For his actions to persuade a co-worker to seek medical attention, Ken Brookshire, Counter Explosives Hazards Center kennel manager, received the Achievement Medal for Civilian Service, during a ceremony Feb. 26 at Smith Hall.

On Dec. 17, 2015, Brookshire was on his way to Smith Hall to attend the CEHC holiday office party.

As he was driving to the celebration, Brookshire noticed a co-worker's vehicle parked at the CEHC warehouse, so he took a detour to tease Tyrone Dedrick, CEHC tractor operator, about missing the office function.

When he arrived inside the warehouse, Brookshire found Dedrick in distress and having speech, vision and coordination problems.

"I wasn't feeling well at the party and excused myself to go back to my office," Dedrick said. "I had slurred speech. I kept dozing off. I kept wondering what's going on."

Dedrick said, in spite of feeling bad, he didn't want to go to the hospital.

"I thought it was just going to pass and didn't feel like going to the hospital," said Dedrick, who joined civil service after more than 20 years as an Army combat engineer. "I figured the doctor was just going to tell me to take an aspirin and call him in the morning."

Eventually, Brookshire's persistence paid off and Dedrick agreed to go to the hospital.

Dedrick's supervisor, Mark McNulty, CEHC facility manager, said what Brookshire did was great.

"When Ken got down there (to the warehouse), he quickly reacted and took Tyrone to the hospital," McNulty said. "If Ken didn't pick him up, nobody would have noticed for three or four hours. I think if Ken wouldn't have been there, who knows what would have happened?"

Keith Dupont, CEHC technical director, who presented Brookshire with the award, said, "That intervention potentially saved Tyrone's life."

"He was pretty sick and having some serious issues," Dupont said. "Because Ken intervened, made the right decision, came in and let leadership know what was going on, we still have one member of the team on board. That deserves recognition. We appreciate it almost as much as Tyrone and his Family."

Brookshire, who joined civil service after more than 20 years in the U.S. Air Force, said he did not do anything out of the ordinary.

"All I did was drive Dedrick to the hospital," Brookshire said.

Dedrick responded, "I didn't think this would ever happen to me. It kind of hit home when the doctor said it was my heart and I could have died."

"I wouldn't be here today if it wasn't for him," said Dedrick. "I am blessed that he came down there at that time. He didn't need to. I appreciate what Ken did."

Should you intervene?
Linda Sanford, General Leonard Wood Army Community Hospital public health nurse, said people are often afraid to intervene when others are feeling bad, since they are afraid of being wrong.

"This story is a great reminder to people that it is OK for them to get involved," said Sanford, who has been a nurse for 16 years. "Even if it turns out to be a false alarm, it's better to err on the side of caution."

Sanford, a registered nurse, with a Bachelor of Science in nursing, offered a few tips for people to recognize signs of a heart attack.

"Generally heart attacks are sudden and start slowly with mild pain or discomfort," she said. "The most common warning signs are uncomfortable pressure, fullness, squeezing or pain anywhere in the chest lasting more than a few minutes.

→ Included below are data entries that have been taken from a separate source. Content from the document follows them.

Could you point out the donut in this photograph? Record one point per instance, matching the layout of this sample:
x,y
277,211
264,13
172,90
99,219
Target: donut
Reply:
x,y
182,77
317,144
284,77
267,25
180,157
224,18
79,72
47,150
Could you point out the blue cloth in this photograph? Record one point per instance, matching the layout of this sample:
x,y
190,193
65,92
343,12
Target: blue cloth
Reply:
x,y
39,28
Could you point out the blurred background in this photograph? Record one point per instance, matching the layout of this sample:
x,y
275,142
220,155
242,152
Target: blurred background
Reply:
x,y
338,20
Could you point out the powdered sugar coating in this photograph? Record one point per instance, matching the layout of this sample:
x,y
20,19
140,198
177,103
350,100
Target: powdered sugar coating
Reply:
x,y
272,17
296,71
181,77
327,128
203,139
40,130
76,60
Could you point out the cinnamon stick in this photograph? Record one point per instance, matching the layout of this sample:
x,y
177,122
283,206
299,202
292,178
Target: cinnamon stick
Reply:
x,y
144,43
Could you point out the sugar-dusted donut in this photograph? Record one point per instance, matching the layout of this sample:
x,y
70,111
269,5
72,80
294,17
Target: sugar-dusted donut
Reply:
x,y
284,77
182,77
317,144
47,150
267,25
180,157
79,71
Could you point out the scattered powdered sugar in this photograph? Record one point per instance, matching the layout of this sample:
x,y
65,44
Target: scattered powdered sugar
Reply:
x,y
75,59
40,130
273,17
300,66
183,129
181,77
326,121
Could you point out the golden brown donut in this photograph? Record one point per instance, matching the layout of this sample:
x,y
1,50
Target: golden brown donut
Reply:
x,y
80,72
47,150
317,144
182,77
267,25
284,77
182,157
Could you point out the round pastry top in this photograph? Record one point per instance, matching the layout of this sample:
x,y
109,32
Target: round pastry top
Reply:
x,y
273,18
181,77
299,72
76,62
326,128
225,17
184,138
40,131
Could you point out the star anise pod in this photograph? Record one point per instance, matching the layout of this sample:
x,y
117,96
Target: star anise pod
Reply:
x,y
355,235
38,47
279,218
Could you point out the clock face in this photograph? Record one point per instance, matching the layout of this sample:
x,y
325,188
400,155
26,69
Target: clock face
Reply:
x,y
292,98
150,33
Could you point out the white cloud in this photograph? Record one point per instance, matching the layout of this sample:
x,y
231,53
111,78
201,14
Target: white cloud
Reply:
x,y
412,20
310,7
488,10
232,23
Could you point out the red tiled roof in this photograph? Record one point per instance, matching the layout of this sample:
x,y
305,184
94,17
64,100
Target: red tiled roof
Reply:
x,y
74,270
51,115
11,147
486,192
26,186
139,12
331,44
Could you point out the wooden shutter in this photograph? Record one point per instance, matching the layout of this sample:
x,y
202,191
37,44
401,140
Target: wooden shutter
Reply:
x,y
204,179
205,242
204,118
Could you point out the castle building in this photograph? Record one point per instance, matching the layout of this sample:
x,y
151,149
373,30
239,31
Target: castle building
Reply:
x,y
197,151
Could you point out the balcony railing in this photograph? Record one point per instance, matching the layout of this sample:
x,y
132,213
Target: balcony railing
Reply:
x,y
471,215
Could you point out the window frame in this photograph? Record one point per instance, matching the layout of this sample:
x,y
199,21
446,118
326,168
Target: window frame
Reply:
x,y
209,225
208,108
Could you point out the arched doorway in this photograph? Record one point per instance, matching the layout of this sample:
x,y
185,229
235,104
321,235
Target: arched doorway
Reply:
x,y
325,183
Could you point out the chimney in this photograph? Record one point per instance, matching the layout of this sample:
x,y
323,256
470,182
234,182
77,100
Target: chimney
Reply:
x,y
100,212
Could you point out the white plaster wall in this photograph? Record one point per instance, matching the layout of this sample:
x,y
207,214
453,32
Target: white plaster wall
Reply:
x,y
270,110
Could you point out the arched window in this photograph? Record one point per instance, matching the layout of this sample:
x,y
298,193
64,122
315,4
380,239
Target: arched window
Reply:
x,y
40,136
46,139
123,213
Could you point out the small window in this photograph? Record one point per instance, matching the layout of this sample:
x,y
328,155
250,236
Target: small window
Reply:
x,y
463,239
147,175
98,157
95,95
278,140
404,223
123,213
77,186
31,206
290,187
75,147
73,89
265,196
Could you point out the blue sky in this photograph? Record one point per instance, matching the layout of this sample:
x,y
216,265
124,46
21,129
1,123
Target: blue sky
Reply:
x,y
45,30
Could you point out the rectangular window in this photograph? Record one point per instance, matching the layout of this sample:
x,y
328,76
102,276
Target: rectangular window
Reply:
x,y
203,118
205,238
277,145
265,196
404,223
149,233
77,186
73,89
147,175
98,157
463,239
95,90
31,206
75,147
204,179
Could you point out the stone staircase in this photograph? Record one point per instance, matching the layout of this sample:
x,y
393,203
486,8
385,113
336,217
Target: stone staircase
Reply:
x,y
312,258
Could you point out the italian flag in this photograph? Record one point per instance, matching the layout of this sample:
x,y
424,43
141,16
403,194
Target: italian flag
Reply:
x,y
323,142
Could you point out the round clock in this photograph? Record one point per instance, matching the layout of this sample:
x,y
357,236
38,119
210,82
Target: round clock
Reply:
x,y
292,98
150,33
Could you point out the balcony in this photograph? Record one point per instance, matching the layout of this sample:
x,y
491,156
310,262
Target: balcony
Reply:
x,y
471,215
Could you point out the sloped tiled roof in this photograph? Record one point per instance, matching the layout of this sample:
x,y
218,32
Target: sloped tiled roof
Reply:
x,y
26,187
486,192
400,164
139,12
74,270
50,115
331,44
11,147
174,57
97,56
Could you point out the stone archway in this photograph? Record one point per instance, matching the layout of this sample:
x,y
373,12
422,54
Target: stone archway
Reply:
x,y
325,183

Other signs may include chest discomfort with light-headedness, fainting, sweating, nausea, vomiting or shortness of breath or chest discomfort with a feeling of doom."

"The pain or discomfort can be in other parts of the upper body including one or both arms, the back, neck jaw or stomach and could include breaking out in a cold sweat," she added.

"The key to remember is do not delay -- call 911 immediately and take one regular aspirin, if available," she said. "Also, when calling 911 be sure to indicate that you are having chest pain. It's not recommended to drive yourself to the hospital because it could delay care and could also be dangerous."